By looking at the MLB.com postseason projections page, you can see how neck-and-neck the AL West race has become, and there's obvious value to winning the division rather than being stuck in the one-game coin flip of a Wild Card Game.
With one of the more talented young outfields in baseball, it wouldn't seem like Gomez would make such an impact for the Astros. But realize what's happened to that group since July 1:
- Jake Marisnick: .204/.232/.296, which is similar to an underwhelming career line of .231/.267/.329
- George Springer: Three plate appearances due to a fractured right wrist that could sideline him through most of August
- Colby Rasmus: .203/.253/.377; he's mired in a bad slump in an otherwise productive season
Rookie Preston Tucker has been impressive, but overall, the Houston outfield in July is just 22nd overall in Weighted Runs Created Plus. While you should never judge a player on a mere month of play, Springer's injury and Marisnick's career track record are real indicators that the team needed some help -- particularly since wrist injuries can hamper a hitter's power even after he's returned.
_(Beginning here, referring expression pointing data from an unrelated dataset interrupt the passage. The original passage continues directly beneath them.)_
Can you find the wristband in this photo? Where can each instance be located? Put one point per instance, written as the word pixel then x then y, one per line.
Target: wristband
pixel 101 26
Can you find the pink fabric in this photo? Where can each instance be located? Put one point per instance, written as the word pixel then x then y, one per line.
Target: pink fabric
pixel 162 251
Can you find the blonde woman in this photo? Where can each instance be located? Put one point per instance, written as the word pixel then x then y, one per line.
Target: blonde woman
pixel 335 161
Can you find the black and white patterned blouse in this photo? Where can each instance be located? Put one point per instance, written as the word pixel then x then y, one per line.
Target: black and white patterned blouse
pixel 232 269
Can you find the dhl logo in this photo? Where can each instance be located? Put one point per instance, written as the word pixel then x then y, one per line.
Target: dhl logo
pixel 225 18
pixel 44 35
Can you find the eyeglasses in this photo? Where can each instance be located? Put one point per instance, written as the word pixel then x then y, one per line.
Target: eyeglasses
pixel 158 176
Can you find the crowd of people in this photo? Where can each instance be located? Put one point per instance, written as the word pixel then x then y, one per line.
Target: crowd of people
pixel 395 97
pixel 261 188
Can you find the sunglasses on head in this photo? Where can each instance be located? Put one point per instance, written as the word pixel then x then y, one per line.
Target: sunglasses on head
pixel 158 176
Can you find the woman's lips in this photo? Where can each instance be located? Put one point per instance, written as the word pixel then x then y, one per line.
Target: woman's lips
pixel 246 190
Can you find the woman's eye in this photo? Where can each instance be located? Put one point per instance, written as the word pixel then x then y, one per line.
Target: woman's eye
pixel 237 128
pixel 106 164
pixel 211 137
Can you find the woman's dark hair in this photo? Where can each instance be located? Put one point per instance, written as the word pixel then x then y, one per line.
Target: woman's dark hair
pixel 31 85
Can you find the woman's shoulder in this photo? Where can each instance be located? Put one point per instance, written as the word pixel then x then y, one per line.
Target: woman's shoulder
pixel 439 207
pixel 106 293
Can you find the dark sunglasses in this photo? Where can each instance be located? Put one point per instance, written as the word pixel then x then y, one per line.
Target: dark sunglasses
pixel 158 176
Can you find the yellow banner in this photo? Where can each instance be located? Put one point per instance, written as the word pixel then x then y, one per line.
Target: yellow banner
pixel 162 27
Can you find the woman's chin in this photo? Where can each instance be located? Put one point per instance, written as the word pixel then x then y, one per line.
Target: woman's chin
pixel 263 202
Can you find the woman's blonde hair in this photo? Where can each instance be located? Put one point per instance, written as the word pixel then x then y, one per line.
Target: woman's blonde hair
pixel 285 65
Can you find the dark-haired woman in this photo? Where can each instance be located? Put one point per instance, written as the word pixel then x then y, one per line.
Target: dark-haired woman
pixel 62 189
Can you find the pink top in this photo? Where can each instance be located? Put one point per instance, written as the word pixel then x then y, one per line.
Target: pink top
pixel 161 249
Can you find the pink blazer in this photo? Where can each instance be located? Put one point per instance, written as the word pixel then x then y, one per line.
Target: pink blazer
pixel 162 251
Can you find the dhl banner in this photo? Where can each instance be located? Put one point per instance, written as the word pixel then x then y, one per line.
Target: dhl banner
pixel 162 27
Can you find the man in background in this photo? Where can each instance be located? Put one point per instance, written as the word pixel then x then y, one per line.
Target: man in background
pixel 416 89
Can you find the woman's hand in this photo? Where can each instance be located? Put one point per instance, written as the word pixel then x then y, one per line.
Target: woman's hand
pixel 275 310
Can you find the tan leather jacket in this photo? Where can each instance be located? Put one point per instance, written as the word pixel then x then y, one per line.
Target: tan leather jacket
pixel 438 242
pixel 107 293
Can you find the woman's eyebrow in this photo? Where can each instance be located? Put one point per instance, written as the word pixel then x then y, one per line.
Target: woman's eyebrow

Enter Gomez, who has been one of baseball's most underrated stars for the last several seasons. After something of a breakout in 2012, he blossomed into a true two-way star in 2013-14, using elite defense, above-average power and quality basestealing skills to rank as one of the five most valuable players in baseball, per Wins Above Replacement.
2013-14 WAR Leaders
1. Mike Trout, 18.5 WAR
2. Andrew McCutchen, 15.2 WAR
3. Josh Donaldson, 14.1 WAR
4. Gomez, 13.3 WAR
5. Miguel Cabrera, 12.5 WAR
Over the remainder of the season, Gomez is projected to be worth roughly two wins more than Marisnick, though that value cascades down the line. Marisnick may not be a dangerous hitter, but he's a plus defender and a threat on the bases, making him a useful bench piece. (His Statcast™ average top speed of 17.47 mph on the bases is third in baseball, minimum 50 tracked plays.) When Springer returns, an outfield of Tucker/Gomez/Springer, with Rasmus and Marisnick in reserve, is quite the collection. Except for Rasmus, the outfield is tied to the team through at least next year, making this more than a stretch-run drive.
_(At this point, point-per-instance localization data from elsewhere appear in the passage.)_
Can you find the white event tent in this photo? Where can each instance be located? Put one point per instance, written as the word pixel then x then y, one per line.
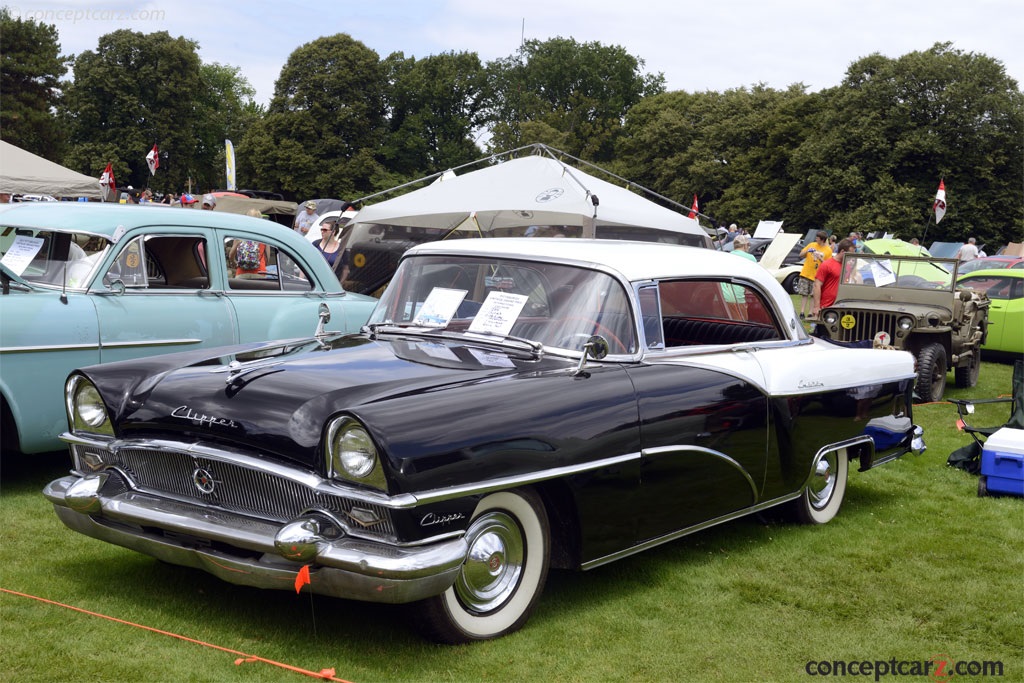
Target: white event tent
pixel 25 173
pixel 535 190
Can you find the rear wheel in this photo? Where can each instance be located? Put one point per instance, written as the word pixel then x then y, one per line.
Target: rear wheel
pixel 968 377
pixel 932 371
pixel 503 575
pixel 823 495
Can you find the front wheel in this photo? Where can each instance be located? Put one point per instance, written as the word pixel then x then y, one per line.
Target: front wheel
pixel 822 497
pixel 504 573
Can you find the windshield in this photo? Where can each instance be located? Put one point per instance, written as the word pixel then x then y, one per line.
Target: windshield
pixel 556 305
pixel 899 272
pixel 51 257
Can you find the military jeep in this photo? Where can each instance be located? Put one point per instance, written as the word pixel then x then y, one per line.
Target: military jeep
pixel 911 303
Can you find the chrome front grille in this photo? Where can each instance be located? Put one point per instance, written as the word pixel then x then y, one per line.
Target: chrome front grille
pixel 237 487
pixel 866 325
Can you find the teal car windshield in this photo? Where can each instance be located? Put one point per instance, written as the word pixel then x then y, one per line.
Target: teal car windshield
pixel 52 258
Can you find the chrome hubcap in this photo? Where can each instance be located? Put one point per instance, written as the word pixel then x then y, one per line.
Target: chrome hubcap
pixel 823 482
pixel 494 564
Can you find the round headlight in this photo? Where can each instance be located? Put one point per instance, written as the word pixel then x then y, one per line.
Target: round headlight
pixel 353 451
pixel 89 407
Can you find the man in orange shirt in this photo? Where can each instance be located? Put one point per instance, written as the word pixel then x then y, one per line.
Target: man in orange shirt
pixel 814 255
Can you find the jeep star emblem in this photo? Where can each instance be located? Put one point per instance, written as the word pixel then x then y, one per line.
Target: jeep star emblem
pixel 204 480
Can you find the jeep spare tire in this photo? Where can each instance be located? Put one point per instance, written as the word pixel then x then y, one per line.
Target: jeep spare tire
pixel 932 370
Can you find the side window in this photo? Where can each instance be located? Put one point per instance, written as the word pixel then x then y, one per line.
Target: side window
pixel 650 314
pixel 161 262
pixel 255 265
pixel 129 266
pixel 697 312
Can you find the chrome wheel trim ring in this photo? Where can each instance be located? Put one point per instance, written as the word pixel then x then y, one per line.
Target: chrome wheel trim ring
pixel 494 564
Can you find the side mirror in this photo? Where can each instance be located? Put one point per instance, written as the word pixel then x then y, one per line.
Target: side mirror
pixel 325 316
pixel 596 348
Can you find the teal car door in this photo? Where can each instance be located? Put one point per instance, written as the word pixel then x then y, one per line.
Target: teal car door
pixel 162 292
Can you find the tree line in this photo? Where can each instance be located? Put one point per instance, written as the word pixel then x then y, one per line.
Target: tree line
pixel 866 155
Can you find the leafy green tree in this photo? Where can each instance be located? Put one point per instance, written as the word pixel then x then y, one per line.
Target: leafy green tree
pixel 894 127
pixel 133 91
pixel 326 123
pixel 31 68
pixel 570 95
pixel 435 108
pixel 731 150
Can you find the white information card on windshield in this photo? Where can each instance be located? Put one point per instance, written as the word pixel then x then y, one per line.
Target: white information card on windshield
pixel 439 307
pixel 498 313
pixel 22 251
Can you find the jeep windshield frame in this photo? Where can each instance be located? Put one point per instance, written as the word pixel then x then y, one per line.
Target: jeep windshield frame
pixel 908 272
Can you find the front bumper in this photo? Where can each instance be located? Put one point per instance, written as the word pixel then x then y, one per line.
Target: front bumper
pixel 246 551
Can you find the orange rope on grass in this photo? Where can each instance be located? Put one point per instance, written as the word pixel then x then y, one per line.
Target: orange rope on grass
pixel 325 675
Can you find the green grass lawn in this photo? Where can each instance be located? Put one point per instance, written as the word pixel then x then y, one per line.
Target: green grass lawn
pixel 914 566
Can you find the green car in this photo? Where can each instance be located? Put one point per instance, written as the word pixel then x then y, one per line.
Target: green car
pixel 84 284
pixel 1005 288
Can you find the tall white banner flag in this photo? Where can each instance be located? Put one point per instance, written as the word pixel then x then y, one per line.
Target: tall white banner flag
pixel 229 164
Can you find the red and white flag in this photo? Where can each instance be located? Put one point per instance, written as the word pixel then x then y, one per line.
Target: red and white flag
pixel 153 160
pixel 940 202
pixel 107 181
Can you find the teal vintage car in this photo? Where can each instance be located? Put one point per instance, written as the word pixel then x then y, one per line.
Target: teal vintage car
pixel 1005 288
pixel 94 283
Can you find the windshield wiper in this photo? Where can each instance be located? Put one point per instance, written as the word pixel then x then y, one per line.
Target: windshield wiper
pixel 488 338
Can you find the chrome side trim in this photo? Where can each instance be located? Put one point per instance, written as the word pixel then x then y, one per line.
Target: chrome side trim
pixel 92 346
pixel 154 342
pixel 646 545
pixel 54 347
pixel 399 502
pixel 710 452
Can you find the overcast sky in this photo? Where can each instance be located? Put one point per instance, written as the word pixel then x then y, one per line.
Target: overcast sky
pixel 707 45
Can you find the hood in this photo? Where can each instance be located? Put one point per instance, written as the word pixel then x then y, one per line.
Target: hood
pixel 14 278
pixel 275 398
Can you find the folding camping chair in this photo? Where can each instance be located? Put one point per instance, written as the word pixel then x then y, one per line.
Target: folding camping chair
pixel 969 457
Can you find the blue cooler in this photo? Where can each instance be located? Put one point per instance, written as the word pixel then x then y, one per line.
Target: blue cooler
pixel 1003 463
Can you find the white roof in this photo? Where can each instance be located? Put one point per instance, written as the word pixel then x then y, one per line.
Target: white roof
pixel 634 260
pixel 527 190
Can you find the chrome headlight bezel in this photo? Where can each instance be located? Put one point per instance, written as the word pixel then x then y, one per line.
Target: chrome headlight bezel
pixel 351 454
pixel 86 411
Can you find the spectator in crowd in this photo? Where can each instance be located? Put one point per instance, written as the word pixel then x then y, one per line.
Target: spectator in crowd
pixel 740 245
pixel 827 276
pixel 814 255
pixel 305 218
pixel 969 251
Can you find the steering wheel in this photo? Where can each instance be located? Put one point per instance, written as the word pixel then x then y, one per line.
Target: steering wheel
pixel 616 345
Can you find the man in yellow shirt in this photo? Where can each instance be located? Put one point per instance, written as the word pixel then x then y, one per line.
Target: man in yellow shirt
pixel 814 255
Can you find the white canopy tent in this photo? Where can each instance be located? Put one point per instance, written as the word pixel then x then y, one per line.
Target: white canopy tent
pixel 25 173
pixel 535 190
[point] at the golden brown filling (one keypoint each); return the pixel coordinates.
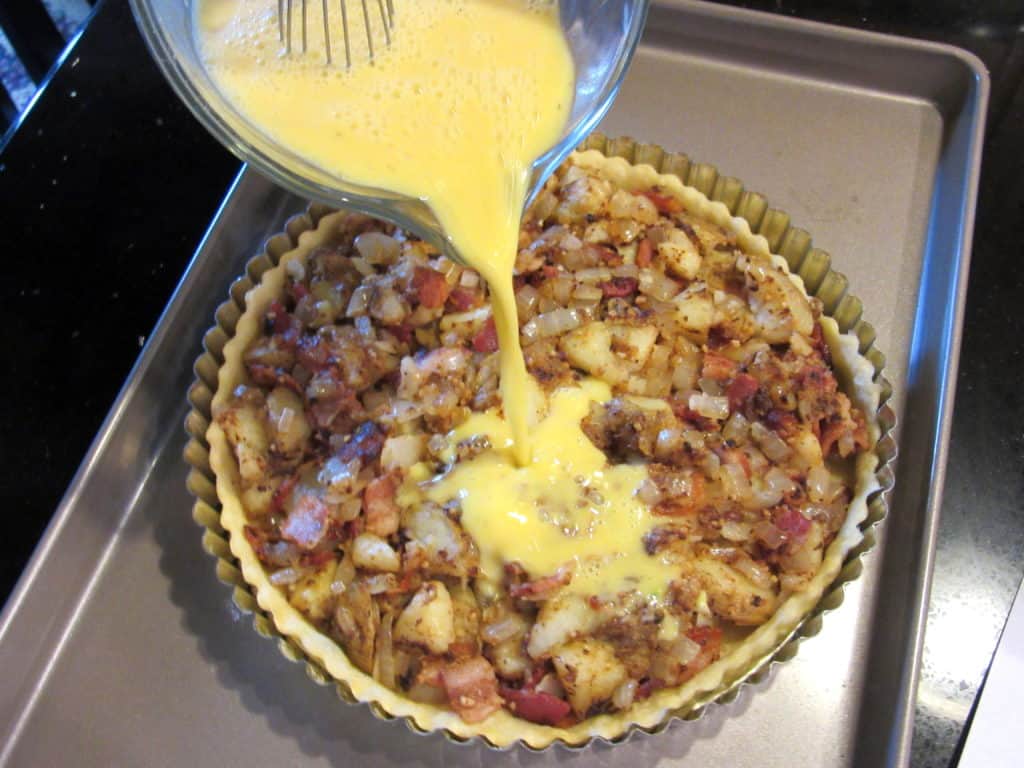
(722, 390)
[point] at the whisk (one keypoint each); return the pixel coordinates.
(386, 8)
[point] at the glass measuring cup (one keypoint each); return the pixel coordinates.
(601, 34)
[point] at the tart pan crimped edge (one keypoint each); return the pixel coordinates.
(813, 266)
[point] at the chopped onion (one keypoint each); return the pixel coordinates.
(378, 248)
(626, 270)
(624, 695)
(735, 531)
(734, 481)
(595, 274)
(657, 286)
(768, 535)
(288, 576)
(758, 574)
(819, 484)
(349, 509)
(384, 667)
(588, 293)
(710, 386)
(525, 302)
(381, 583)
(684, 649)
(710, 407)
(735, 429)
(359, 302)
(773, 445)
(504, 629)
(366, 329)
(552, 324)
(561, 289)
(668, 442)
(551, 684)
(401, 452)
(387, 307)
None of this is to shortchange Fiers, who has been quietly solid by striking out 349 in 341 2/3 big league innings, and the prospects going back to Milwaukee, particularly outfielder Brett Phillips, will be missed. But for the Astros, desperate for success after so much time in the basement, this is a move they absolutely had to make. If they win the division by only a game or two, you'll know why.